Actualizado 11/03/2019
Lorenzo M. Bujosa Vadell

A la altura de los tiempos en que estamos sería absurdo, pero sobre todo injusto, discutir la necesaria igualdad entre el hombre y la mujer. Es cierto que una democracia no lo es si no trata, en lo público y en lo privado, de manera equitativa a todas las personas, sean del sexo que sean, tengan el color que tengan, profesen la religión que profesen -si es que quieren profesar alguna-, y tantas otros rasgos personales e intransferibles que componen nuestra variada personalidad.

Eso incluye también considerar de manera desigual a quienes son desiguales, porque aplicar la tabla rasa sería desconocer la realidad, las abigarradas aristas del trasfondo material en que se deben aplicar los principios generales. Y, en efecto, la realidad es plural y caprichosa. Fruto de los avatares de la historia, con mayúscula y con minúscula. De las grandes eras, en las que la aparición de la mujer ha sido tantas veces tan excepcional como dudosa, y de las pequeñas costumbres domésticas, que reflejan en el seno de cada hogar los desequilibrios globales de los que casi todos somos conscientes y cuya transformación se está pidiendo a gritos en estos días por las calles del mundo.

Es evidente que no hay una igualdad real, en parte porque no es bueno que la haya: cada uno debe ser tratado según sus necesidades, y ya hemos tenido experiencias de ingrato recuerdo en que la imposición de unas supuestas equidades -igualdades literales- suponía privar de las principales libertades a la mayor parte de la población, a la que se redujo a simple medio de producción, olvidando conceder un amplio margen de autonomía de voluntad para el desarrollo de cada cual.

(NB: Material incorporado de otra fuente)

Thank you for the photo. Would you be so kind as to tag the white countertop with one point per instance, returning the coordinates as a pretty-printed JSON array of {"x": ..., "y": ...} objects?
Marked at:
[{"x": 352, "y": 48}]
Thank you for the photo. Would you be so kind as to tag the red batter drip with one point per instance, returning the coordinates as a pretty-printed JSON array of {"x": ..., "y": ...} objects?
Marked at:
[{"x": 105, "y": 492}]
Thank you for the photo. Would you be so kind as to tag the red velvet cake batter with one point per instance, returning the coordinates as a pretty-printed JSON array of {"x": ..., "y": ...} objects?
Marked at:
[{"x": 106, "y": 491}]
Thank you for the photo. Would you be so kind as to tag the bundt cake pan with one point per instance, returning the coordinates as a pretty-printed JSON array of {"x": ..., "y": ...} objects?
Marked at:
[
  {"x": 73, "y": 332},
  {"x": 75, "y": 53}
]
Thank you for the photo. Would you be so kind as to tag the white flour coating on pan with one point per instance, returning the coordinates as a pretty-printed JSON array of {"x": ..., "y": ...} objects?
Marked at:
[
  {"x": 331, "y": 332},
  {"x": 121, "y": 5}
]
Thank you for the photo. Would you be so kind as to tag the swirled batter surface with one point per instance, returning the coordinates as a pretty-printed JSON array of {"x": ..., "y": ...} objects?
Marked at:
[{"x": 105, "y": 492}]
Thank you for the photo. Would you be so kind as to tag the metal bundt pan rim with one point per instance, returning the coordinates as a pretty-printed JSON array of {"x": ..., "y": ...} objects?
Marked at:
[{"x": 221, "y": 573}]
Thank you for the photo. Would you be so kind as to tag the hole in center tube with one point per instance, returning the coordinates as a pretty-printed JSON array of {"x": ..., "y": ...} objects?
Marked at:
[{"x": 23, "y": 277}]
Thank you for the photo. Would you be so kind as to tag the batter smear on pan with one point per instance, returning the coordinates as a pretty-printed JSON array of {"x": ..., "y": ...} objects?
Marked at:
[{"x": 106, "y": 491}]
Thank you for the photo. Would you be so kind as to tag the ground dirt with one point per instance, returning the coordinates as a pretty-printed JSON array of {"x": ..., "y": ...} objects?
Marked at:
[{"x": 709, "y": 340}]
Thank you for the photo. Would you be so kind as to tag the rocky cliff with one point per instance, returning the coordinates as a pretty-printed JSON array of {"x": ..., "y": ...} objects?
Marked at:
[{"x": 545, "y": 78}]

Pero eso no significa que debamos renunciar a ese propósito, que no debemos confundir con una mera utopía: es preciso reducir cuanto antes los diferentes tratos por meras razones de sexo y condición, porque no tienen ningún sentido en la sociedad que estamos contribuyendo a conformar. La compleja ecuación entre la libertad y la igualdad debe articularse con el respeto a todas las diferencias, pero con la mira puesta en subsanar las inequidades, para lo cual son imprescindibles medidas de compensación, de fortalecimiento y de justicia.

No voy a entrar en teorías sociológicas ni en matices políticos, para lo cual tenemos desde hace tiempo argumentados tratados científicos y hasta bellas obras literarias, de las que se deducen fases evolutivas y cambios paulatinos hacia ese imprescindible contexto de realidad transformada y más equitativa. Sí nos interesa la urgencia evidente de superar, de una vez por todas, las graves anomalías que llevaron a la mitad de la sociedad a ser considerada como ciudadanas de segunda clase, así como erradicar de una vez por todas los defectos en las relaciones interpersonales que se derivan de una desconsideración del que demasiado tiempo se consideró con craso error "el sexo débil".

Adonde quiero llegar es a subrayar que hay importantes cuestiones de fondo que deben ser agarradas por los cuernos y a las que urge dar soluciones rápidas. No dejaremos atrás estas dificultades mientras lo único que nos preocupe sean las formalidades y las apariencias, que nos llevan a seguir tratando a la mujer como al florero, como un simple elemento decorativo que debe estar porque sí, porque si no se nos desequilibra la foto o no damos muestra de modernidad. Mientras no arreglemos los problemas concretos eso solo debería engañar a los que se quedan mirando el dedo, en lugar de mirar la Luna.